In a paper published Monday in the journal Environmental Health Perspectives, a team of researchers found that people working in well-ventilated "green" buildings with below-average indoor air pollution and carbon dioxide, or CO2, showed better cognitive functioning than workers in "non-green" offices with typical pollutant and CO2 levels.

"These results suggest that even modest improvements to indoor environmental quality may have a profound impact on the decision-making performance of workers," lead study author Joseph Allen, the director of the Healthy Buildings Program at the Harvard Center for Health and the Global Environment, wrote.

The findings, Think Progress notes, provide "an entirely new public health impetus for keeping global CO2 levels as low as possible."

The study of 24 people exposed to different indoor environmental quality conditions over six full work days showed that participants' cognitive scores were an average 61 percent higher on days working in buildings with low pollution levels than on days working in a conventional building. The results held true across all cognitive abilities that were tested: basic activity, applied activity, focused activity, task orientation, crisis response, information seeking, information usage, breadth of approach and strategy.

When lowered CO2 levels were coupled with lower pollutants in buildings, cognitive scores were a whopping 101 percent higher than in conventional buildings. That finding was significant, the study noted, as CO2 is not typically thought of as a direct indoor pollutant.

The largest improvements were seen in participants' cognitive abilities relating to strategy, information usage and crisis response.
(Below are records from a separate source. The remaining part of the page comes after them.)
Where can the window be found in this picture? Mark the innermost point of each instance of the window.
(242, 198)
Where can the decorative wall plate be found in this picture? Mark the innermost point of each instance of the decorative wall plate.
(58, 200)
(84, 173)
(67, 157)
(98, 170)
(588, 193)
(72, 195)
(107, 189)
The study comes months after the National Oceanic and Atmospheric Administration found that average global levels of carbon dioxide exceeded 400 parts per million outdoors through all of March 2015 -- the first time in NOAA's record-keeping history that such a high level has been sustained for a month. Outdoor CO2 levels, Think Progress notes, set the baseline for indoor levels, which have been found to exceed 3,000 ppm in recent studies.